Active Ingredients: Orlistat
Rice et al. This suggests requirement of glucose metabolism for the early phase of high and intense ROS production, while both fatty acid metabolism and mitochondrial function facilitated prolonged H 2 O 2 production during the late phase.
Various soluble chemotaxins accelerate the transmembrane glucose uptake without affecting stored endogenous glycogen 73. Neutrophil Extracellular Traps NETs Neutrophils release chromatin traps along with antimicrobial granular contents through NETosis to kill and prevent the dissemination of pathogens 6.
NETosis is also energy driven catabolic process that requires inter-mixing of cytoplasmic granules with decondensed nuclear chromatin, and expulsion of filamentous traps 6, 21.
Recent studies are focusing on finding the metabolic requirement of NETosis 20, 21, which suggest its dependent on glucose but not on glutamine 20. Moreover, ROS, a known driver of NETosis was less dependent on glucose during the initial phase of chromatin decondensation 20.
Rodriguez-Espinosa et al. Subsequent study conducted by Azevedo et al. It is also important to mention that due to short life of neutrophils most of metabolic studies are conducted using pharmacological agents, which also have non-specific effects.
Until recently, it has been well-accepted that under anaerobic conditions glucose produces lactate as metabolic waste. Recently, two independent breakthrough studies using 13 C-lactate tracing identified that lactate can be converted to pyruvate and fuel metabolism through TCA cycle 78, 79.

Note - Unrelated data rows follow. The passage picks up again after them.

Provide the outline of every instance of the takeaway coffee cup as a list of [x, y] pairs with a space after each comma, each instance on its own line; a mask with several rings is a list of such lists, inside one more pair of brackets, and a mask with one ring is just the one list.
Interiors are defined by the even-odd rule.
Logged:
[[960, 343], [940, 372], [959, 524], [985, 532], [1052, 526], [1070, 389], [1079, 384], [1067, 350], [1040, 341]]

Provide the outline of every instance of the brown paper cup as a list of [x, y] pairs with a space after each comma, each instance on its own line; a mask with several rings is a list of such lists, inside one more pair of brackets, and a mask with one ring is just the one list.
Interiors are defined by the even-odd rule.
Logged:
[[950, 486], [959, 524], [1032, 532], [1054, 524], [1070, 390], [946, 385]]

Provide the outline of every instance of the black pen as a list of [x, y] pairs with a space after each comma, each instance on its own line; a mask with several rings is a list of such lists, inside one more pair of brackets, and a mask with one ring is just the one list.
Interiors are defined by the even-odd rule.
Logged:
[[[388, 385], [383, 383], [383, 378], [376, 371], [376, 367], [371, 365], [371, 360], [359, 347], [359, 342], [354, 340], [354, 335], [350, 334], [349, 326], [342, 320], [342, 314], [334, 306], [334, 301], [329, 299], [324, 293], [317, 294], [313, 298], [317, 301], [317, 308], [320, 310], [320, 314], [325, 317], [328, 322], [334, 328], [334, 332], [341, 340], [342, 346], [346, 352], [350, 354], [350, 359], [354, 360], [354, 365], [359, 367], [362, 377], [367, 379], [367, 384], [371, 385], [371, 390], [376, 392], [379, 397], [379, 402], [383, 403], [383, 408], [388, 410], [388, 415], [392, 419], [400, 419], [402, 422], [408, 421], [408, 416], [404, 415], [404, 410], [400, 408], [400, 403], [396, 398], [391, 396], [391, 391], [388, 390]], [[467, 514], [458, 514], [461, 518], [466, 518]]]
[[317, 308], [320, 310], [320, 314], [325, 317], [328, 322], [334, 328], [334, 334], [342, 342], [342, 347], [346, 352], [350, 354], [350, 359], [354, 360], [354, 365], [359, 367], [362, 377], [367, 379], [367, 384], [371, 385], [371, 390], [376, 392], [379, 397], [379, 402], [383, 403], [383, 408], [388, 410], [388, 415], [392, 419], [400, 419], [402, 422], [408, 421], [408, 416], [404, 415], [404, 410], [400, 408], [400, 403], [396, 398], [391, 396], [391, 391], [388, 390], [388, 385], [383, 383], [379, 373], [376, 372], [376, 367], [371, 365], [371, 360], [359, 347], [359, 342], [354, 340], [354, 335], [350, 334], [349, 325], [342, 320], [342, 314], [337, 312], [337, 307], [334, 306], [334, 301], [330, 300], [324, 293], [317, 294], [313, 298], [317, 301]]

Lactate can be converted back to glucose in the liver through Cori cycle 78, 79. Neutrophils are commonly present in hypoxic and inflammatory sites that are often enriched with lactate, but role of lactate in neutrophil function is relatively less explored.
In light of the recent paradigm shift in role of lactate in metabolism, lactate might play a unique role in NETosis.
Consist to this, Alarcon et al. Significant changes in the lactate level during diverse metabolic and inflammatory diseases, like diabetes, sepsis etc, might modulate neutrophil responses and NETosis.
NETosis has been linked with both physiological and pathological conditions 3, thus necessitating a proper understanding of the metabolic requirements for improved understanding and for developing future therapeutic interventions.